R & J Dick was the largest boot manufacturer in the world. Dick’s established the first national shoe shop chain in Britain. The business was later reinvented to become the largest manufacturer of industrial belting.
Robert Dick (1820 – 1891) and James Dick (1823 – 1902) were the sons of a Kilmarnock sailor. Robert trained as a jeweller, and James was apprenticed to an upholsterer.
The two brothers entered into partnership as R & J Dick from 1846.
The brothers utilised gutta-percha, a gum-based leather substitute. Robert made the moulds and James prepared the material. Soon, they were able to offer a low-cost boot with a watertight gutta-percha sole.
R & J Dick employed six men and three boys in 1851. Robert was the inventor, whereas James was more business-minded.
A four-storey factory was acquired at Greenhead, Glasgow in 1859. R & J Dick employed 100 men, 100 boys and 200 girls by 1861.
R & J Dick supplied the greater part of the insulation for underwater telegraph cables.
Retail shops were introduced, and R & J Dick became the first national shoe shop chain in Britain.
R & J Dick operated the largest footwear factory in the world by 1866. 60,000 pairs of boots were manufactured every week.
R & J Dick employed between 1,400 and 1,500 workers by 1867. That year the factory was struck by a fire which caused damage to the value of £25,000.
The business was flagging by the early 1880s: the price of gutta-percha had risen exponentially as demand had increased, and the boots and shoes could no longer be manufactured at a competitive price.
R & J Dick employed 610 men, 83 boys, 204 women and 46 girls in 1881.
James Dick became fatigued with business, and his health began to suffer. He married one of his employees in 1885, and emigrated to Australia.
In his brother’s absence, Robert invented a mechanical belt using balata gum.

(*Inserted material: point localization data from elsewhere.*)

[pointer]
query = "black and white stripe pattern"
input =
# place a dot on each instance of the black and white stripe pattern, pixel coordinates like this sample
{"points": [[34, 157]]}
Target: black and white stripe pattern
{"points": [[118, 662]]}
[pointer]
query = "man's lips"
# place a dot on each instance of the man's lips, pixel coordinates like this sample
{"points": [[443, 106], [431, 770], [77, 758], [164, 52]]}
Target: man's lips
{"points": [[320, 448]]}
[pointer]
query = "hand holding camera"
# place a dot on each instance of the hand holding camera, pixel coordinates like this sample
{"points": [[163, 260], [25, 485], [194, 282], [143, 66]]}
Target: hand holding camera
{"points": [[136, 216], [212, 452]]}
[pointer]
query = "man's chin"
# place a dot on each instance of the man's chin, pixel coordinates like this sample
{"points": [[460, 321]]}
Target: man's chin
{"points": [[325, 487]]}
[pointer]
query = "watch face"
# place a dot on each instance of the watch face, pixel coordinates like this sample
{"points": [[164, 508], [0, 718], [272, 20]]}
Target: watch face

It was immensely strong, and resistant to oxidisation and moisture.
There were 1,500 employees in 1886.
Robert Dick died in 1891, and James reluctantly returned to manage the business.
The balata belting patents expired in 1900, but the firm continued to hold a considerable share of the market.
James Dick died in 1902 with an estate valued at £887,651. He was childless, and dedicated his wealth to charities and employees.
John Edward Audsley (1824 – 1920), an employee of 40 years, took over management of the company.
R & J Dick was converted into a company in 1908 with a capital of £650,000.
A new American tariff on belting imports led the company to build a factory at Passaic, New Jersey in 1909. It could match the belting production levels of the Greenhead factory.
R & J Dick balata belting was used across the world by 1911. The product was advertised in languages as diverse as Burmese, Romanian and Hindustani.
R & J Dick acquired estates in Venezuela to provide balata gum in 1918.
R & J Dick had an authorised capital of £925,000 by 1920.
R & J Dick sustained heavy losses relating to its Venezuelan operation in 1921, following a slump in balata prices, and was forced to mortgage its properties in order to maintain sufficient working capital. The trading loss for the year amounted to £298,463.
J Parker Smith, company chairman, blamed the losses on the “extravagance and laxity” of the Venezuelan manager.
After sustaining continued losses, a shareholder criticised the loss-making New Jersey factory as a “white elephant” in 1923.
Shoe production was discontinued in 1923. Retail shop leases were allowed to expire. The company sold 12 retail shops in Scotland to Greenlees & Son of Glasgow in 1935. The boot manufacturing business was divested in 1935.
R & J Dick employed just 235 people in 1961.
The company was acquired by the Pollard Ball and Roller Bearing Co in 1962, in a share transaction which valued the company at £1,075,000.